Antoine Lehebel, le meilleur sommelier du monde?

©Thomas Van Den Driessche

À 36 ans, le Français Antoine Lehebel représentera la Belgique au prochain concours qui élira le meilleur sommelier du monde. Il aura lieu en mars 2019 à Anvers.

Le parcours professionnel de ce Nantais de naissance passe tout d’abord par Londres. Il y travaille dans un restaurant indien, étoilé, le "Rasoi Vineet Bhatia". C’est ici que le jeune Français commence à s’intéresser au vin. Il suit des cours et reste sept ans dans la City avant de revenir en France.

Le profil
  • Naissance à Nantes en 1982.
  • Travaille 7 ans à Londres puis 4 ans dans, notamment, deux restaurants prestigieux français en tant que sommelier.
  • Arrive à Bruxelles en 2013, engagé comme sommelier à La Villa Lorraine.
  • Élu meilleur sommelier de Belgique en 2014.
  • Depuis mai de cette année, il est sommelier de Bon Bon, le restaurant bruxellois doublement étoilé de Christophe Hardiquest.

Durant quatre ans, il travaillera dans des restaurants réputés comme celui de Michel Guérard (trois étoiles), à Eugénie-les-Bains, dans le sud-ouest.
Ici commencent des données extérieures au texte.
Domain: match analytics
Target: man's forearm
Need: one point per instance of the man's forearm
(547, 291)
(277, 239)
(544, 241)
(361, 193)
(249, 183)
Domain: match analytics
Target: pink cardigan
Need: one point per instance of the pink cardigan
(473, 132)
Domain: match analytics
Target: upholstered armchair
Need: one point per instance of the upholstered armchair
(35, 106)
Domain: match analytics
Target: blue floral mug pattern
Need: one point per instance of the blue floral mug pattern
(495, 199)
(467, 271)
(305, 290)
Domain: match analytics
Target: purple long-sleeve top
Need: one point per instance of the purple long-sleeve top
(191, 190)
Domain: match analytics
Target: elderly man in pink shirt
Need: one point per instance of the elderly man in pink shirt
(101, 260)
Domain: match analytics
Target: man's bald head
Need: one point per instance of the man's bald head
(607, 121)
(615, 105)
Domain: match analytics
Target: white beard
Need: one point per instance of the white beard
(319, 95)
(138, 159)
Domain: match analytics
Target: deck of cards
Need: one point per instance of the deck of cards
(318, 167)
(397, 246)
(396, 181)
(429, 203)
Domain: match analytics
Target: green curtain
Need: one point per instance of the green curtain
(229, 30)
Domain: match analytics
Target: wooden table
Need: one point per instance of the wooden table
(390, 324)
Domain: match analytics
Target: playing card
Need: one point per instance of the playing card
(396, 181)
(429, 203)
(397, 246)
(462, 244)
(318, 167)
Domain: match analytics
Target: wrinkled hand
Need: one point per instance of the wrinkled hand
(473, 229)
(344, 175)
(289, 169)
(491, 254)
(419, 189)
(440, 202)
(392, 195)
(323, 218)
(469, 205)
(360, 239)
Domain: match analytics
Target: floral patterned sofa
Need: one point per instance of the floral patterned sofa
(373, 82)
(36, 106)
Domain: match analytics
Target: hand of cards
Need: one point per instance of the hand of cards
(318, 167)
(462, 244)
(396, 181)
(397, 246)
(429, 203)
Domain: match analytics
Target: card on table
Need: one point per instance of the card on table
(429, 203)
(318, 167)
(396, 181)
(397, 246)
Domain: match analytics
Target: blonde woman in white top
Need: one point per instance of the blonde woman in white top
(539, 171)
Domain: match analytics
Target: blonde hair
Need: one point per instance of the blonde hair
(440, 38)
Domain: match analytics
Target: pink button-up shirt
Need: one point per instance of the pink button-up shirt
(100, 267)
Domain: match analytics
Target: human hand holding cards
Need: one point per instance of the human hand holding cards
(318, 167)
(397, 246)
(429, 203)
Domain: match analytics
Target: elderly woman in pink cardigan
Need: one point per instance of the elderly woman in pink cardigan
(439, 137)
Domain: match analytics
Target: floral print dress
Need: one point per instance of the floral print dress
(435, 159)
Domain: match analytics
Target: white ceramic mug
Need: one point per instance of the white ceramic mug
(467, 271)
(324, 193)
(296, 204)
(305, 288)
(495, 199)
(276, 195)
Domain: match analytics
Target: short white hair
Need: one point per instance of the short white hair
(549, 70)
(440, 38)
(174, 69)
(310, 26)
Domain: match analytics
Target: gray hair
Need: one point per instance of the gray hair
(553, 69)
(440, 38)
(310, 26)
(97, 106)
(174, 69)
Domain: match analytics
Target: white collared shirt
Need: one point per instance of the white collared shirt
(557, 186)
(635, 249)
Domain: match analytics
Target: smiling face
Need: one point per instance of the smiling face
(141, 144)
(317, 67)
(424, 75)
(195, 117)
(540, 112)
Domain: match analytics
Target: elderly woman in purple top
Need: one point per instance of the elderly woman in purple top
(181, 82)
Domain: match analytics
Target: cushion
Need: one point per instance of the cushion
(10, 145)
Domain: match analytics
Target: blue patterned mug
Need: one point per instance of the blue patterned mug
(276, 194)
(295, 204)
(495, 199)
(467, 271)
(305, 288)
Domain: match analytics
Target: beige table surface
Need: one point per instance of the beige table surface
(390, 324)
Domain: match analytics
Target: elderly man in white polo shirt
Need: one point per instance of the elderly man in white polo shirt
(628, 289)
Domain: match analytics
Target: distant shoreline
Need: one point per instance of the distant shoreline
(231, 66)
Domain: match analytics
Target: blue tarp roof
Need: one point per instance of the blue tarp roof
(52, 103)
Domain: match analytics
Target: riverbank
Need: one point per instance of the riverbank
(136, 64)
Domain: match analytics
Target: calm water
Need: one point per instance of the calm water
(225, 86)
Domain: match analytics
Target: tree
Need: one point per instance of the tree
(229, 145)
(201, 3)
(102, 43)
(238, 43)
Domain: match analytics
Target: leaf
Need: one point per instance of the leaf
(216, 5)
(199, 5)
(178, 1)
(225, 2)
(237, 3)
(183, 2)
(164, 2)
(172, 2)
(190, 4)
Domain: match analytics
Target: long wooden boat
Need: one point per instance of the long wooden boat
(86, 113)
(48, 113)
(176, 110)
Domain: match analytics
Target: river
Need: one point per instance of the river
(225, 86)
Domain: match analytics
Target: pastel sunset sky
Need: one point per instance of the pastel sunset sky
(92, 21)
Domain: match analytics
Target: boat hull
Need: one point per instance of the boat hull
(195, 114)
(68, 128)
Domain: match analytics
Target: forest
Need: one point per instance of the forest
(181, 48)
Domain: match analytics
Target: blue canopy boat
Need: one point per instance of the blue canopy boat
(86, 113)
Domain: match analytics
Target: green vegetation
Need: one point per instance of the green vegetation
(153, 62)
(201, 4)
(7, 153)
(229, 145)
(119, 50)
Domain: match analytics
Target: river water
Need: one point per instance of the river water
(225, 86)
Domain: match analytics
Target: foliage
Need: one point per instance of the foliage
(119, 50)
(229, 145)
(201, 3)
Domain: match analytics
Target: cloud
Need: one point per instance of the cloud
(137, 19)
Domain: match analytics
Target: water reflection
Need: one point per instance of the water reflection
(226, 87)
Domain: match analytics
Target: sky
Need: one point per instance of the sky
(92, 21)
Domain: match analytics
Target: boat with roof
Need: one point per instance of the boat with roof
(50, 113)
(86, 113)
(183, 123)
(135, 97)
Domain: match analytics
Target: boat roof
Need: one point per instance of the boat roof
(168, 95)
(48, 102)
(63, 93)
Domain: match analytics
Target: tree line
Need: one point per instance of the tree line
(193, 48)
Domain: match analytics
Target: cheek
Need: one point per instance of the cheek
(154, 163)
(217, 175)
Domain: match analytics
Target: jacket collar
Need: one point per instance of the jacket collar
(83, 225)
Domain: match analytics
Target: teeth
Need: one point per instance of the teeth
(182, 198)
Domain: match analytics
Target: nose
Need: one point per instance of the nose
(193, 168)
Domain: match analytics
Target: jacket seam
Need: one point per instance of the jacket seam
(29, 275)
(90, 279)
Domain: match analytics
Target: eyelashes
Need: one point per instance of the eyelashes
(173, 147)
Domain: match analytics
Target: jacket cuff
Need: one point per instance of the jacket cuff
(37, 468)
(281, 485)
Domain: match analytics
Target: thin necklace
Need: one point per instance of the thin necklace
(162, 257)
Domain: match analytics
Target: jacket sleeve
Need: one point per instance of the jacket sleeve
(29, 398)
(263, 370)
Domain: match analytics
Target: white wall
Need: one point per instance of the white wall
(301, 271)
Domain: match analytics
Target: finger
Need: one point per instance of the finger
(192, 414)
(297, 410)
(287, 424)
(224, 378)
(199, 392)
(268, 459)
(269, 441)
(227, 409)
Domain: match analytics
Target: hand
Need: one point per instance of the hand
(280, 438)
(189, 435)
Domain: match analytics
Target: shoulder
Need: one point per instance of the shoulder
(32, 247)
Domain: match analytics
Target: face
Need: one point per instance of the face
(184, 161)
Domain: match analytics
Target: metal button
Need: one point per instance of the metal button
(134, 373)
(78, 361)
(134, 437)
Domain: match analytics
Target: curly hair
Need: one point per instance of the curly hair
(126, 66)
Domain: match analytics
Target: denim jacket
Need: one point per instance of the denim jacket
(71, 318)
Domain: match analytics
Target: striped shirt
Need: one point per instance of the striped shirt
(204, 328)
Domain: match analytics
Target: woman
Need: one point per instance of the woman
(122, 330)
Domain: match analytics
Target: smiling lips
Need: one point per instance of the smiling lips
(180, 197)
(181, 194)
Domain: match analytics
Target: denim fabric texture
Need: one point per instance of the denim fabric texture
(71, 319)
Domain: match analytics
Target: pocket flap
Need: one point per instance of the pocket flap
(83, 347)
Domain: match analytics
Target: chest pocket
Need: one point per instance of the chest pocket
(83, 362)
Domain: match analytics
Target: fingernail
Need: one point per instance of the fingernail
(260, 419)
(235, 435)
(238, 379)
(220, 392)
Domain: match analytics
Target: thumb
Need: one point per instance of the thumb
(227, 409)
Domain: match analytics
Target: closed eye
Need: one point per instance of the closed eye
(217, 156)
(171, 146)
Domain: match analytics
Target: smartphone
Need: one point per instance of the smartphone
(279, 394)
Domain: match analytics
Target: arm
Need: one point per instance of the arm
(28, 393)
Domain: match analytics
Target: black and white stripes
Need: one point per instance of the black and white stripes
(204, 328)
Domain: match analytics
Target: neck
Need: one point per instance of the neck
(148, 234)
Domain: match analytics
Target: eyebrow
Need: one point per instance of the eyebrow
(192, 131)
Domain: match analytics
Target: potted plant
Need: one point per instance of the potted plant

Puis chez Chabran, à Pont de l’Isère, dans la Drôme, et encore au Charlemagne, à Pernand-Vergelesses, au cœur du vignoble bourguignon. Et puis, il décide de quitter la France afin de travailler dans un pays non producteur, afin d’avoir une meilleure ouverture d’esprit. Comprenez: ne pas être conditionné par un seul pays, une seule région. La Belgique était sur sa liste.
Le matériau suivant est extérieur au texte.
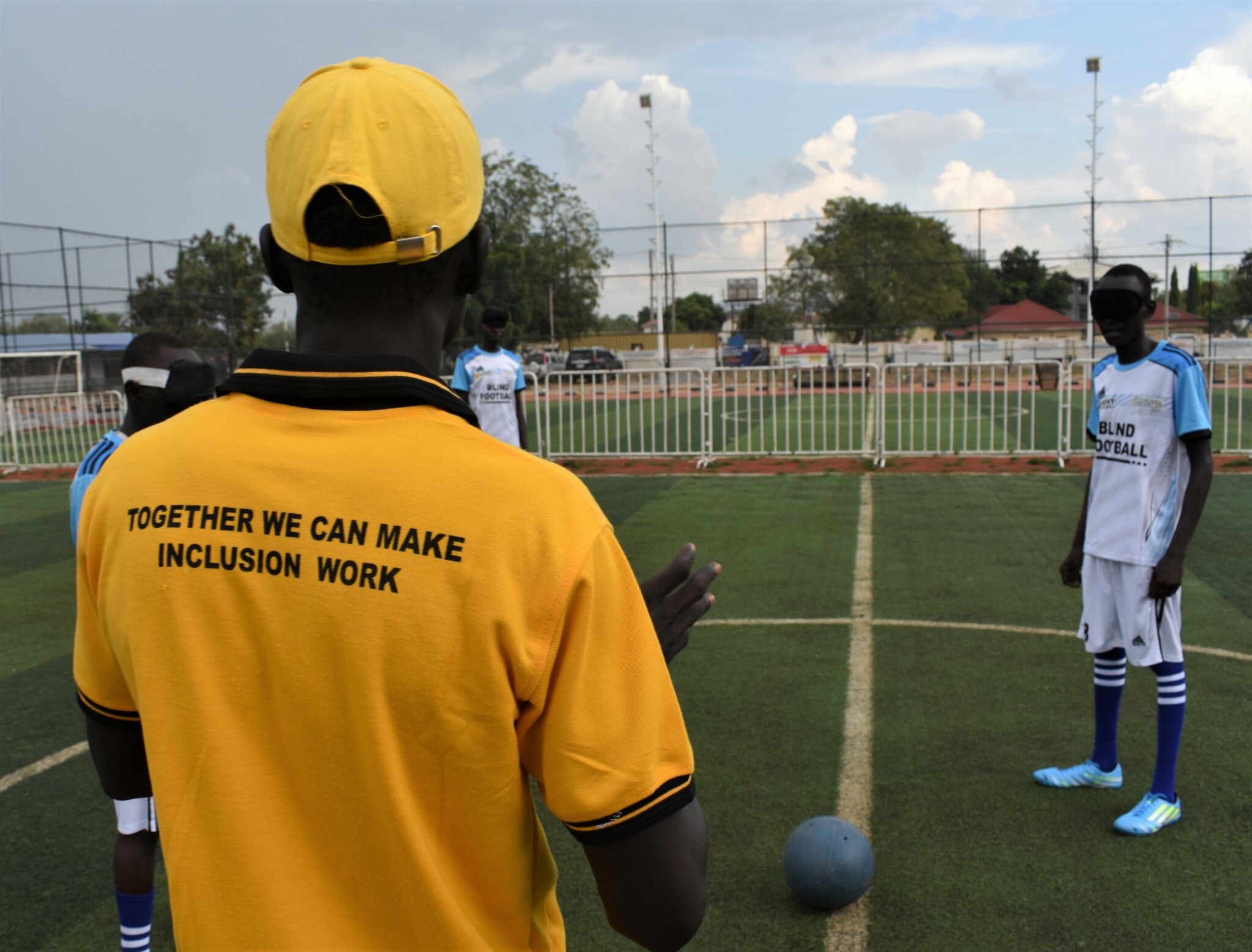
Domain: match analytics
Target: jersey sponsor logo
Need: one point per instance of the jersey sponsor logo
(1154, 405)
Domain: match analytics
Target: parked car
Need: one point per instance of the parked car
(541, 363)
(594, 358)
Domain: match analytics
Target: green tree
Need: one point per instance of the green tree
(769, 320)
(278, 335)
(542, 234)
(1023, 277)
(1241, 287)
(984, 284)
(699, 312)
(215, 297)
(875, 268)
(1192, 299)
(44, 324)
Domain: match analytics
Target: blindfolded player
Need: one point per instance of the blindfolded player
(1144, 496)
(162, 376)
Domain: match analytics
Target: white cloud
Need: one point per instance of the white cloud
(606, 154)
(1192, 134)
(606, 149)
(829, 162)
(946, 65)
(904, 138)
(578, 63)
(959, 187)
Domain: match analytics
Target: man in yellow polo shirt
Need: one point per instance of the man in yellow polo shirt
(346, 668)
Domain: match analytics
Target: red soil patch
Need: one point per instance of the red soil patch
(759, 466)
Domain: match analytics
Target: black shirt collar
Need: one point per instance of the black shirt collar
(342, 382)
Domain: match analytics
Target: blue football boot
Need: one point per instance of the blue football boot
(1154, 815)
(1082, 775)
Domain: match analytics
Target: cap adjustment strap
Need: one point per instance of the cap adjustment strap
(410, 251)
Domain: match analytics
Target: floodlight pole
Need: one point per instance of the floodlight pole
(1093, 68)
(645, 101)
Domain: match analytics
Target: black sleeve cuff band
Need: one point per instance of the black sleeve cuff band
(659, 811)
(117, 720)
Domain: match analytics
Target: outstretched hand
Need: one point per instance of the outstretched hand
(1072, 568)
(1166, 577)
(677, 599)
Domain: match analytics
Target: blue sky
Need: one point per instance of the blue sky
(149, 119)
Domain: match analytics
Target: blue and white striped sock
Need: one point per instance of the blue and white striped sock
(1171, 711)
(1110, 682)
(136, 914)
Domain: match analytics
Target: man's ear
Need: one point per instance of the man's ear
(474, 266)
(276, 265)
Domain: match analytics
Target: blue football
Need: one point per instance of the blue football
(828, 862)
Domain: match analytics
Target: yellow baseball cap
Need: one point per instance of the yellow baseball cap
(392, 130)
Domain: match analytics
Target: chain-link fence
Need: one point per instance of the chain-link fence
(864, 274)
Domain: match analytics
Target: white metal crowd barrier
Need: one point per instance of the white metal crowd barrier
(58, 430)
(625, 413)
(973, 409)
(770, 411)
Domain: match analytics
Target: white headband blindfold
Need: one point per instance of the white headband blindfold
(145, 376)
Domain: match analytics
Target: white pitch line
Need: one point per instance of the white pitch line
(774, 621)
(954, 627)
(848, 929)
(38, 767)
Et le voici engagé à La Villa Lorraine, restaurant mythique bruxellois qui eut ses heures de gloire lorsqu’il fut élu, jadis, premier trois étoiles en dehors de la France. "Un coup de chance", reconnaît le sommelier, qui fut engagé en 2013 après avoir envoyé son CV. Depuis le mois de mai de cette année, il œuvre au restaurant Bon Bon de Christophe Hardiquest, deux étoiles au Michelin et une cotation de 19,5/20 au Guide Gault & Millau.

20e en Argentine

Antoine Lehebel a déjà participé à ce type de concours. C’était en 2016 en Argentine où il termina vingtième. Il a été sélectionné cette année suite à un concours organisé par la Guilde des sommeliers de Belgique, l’association officielle belge des sommeliers, la seule reconnue par l’ASI (Association de la sommellerie internationale), qui rassemble 60 pays et est organisatrice du concours mondial tous les trois ans.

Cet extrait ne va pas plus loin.